Sem patrocínio, não há jogo contra as mudanças climáticas. Para haver fair play, os países que mais emitem gases de efeito estufa – e, portanto, os maiores responsáveis pelo aquecimento global – devem assumir a liderança no financiamento climático. Cabe a eles repassar recursos para as nações em desenvolvimento, que, por sua vez, são as que mais sofrem as consequências dessas emissões. O financiamento climático precisa ser justo, garantindo tanto equidade quanto sustentabilidade. Mas, até agora, as metas estabelecidas nas Conferências das Partes (COPs) não passaram de um “treino”.
Na COP15, em Copenhague, foi fixada a meta de US$ 100 bilhões por ano, que nunca foi atingida. Já em 2024, durante a COP29, essa ambição foi revisada e ampliada. O compromisso agora é destinar ao menos US$ 300 bilhões anuais até 2035 para ações climáticas nos países em desenvolvimento.

Não é por falta de recursos que estamos perdendo o jogo climático, mas pela má distribuição e pela resistência em reformar regras injustas
Uma jogada estratégica que pode mudar o rumo do financiamento climático é a taxação dos super-ricos. Estudos apontam que um imposto mínimo global sobre grandes fortunas pode gerar recursos suficientes para financiar ações climáticas ambiciosas e necessárias. Segundo o economista francês Gabriel Zucman, um imposto de apenas 2% sobre os centimilionários poderia arrecadar entre US$ 300 e US$ 390 bilhões por ano. Já a Tax Justice Network, inspirada pelo modelo espanhol, estima que tributar os 0,5% mais ricos com alíquotas progressivas entre 1,7% e 3,5% poderia mobilizar até US$ 2,1 trilhões anualmente em todo o mundo.

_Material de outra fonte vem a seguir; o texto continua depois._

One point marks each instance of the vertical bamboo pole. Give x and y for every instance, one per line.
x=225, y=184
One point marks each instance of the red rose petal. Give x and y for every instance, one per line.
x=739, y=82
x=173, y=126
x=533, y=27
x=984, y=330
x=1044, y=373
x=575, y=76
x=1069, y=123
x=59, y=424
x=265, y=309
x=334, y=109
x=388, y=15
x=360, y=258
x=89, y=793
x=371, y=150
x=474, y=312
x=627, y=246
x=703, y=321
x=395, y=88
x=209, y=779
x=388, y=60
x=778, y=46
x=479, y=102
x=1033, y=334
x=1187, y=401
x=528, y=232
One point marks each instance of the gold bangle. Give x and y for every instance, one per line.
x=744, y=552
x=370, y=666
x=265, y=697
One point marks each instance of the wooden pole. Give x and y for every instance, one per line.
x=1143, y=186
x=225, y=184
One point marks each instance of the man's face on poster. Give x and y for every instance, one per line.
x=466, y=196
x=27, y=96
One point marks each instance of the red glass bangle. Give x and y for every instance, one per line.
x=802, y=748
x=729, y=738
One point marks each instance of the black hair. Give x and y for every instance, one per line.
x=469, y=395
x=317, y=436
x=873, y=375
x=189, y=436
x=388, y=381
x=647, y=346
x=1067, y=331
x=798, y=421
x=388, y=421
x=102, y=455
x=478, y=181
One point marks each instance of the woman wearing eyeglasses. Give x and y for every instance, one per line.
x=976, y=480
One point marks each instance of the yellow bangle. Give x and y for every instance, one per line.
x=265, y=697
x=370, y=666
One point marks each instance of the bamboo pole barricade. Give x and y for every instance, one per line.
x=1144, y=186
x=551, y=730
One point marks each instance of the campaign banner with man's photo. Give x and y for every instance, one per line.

Além do impacto financeiro, tributar a riqueza dos mais ricos também ajuda a combater desigualdades estruturais como o racismo e o sexismo. De modo geral, os super-ricos são homens brancos que pagam pouquíssimos impostos. Segundo estudo do Centro de Pesquisa em Macroeconomia das Desigualdades, no Brasil, mais de 80% das pessoas com rendimento superior a R$ 50 mil mensais são homens, e 80% são brancos. Entre os super-ricos, essa proporção chega a 84%.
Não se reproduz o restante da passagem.